With all respect due to its brilliant marketing, “Divergent’s” soulless retread of tired and worn YA novel tropes just don’t do justice to the brilliance of its acting cast.

It may not be as actively bad as some of its peers or as offensive as certain subjects within Crapshoot or any of its “honorable” mentions, it’s still a film that doesn't try very hard and receives more success than it’s worth. While the movie itself isn't particularly terrible, its laziness does have the unfortunate effect of watering down its genre and making the efforts of future franchise’s more difficult.

The Faith based film movement has gotten traction but has unfortunately turned out more trash than quality this year.
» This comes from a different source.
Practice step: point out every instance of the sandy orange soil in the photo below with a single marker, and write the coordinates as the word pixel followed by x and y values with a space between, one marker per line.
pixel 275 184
Several have earned recognition for offensive stances of cultural xenophobia based on straw man arguments while others have become infamous for just being downright poorly made filmmaking.

“Heaven is For Real” stands leagues above its peers, avoiding xenophobic undertones in favor of a feel good movie but there’s just something about the manipulative nature of the story in question that really makes me cringe.

I respect varying individual views of faith but this movie’s desire to make what is practically a non-story based on such little solid evidence it would have easily been blown off had it come from a source of any other religion into a nearly plotless, manipulative and extremely heavy handed product designed to preach to its own choir under the pretense of a feel good movie just doesn't sit right with me.

Even for its audience however, I just can’t help but feel that there are better feel good movies out there that use religion as a driving force.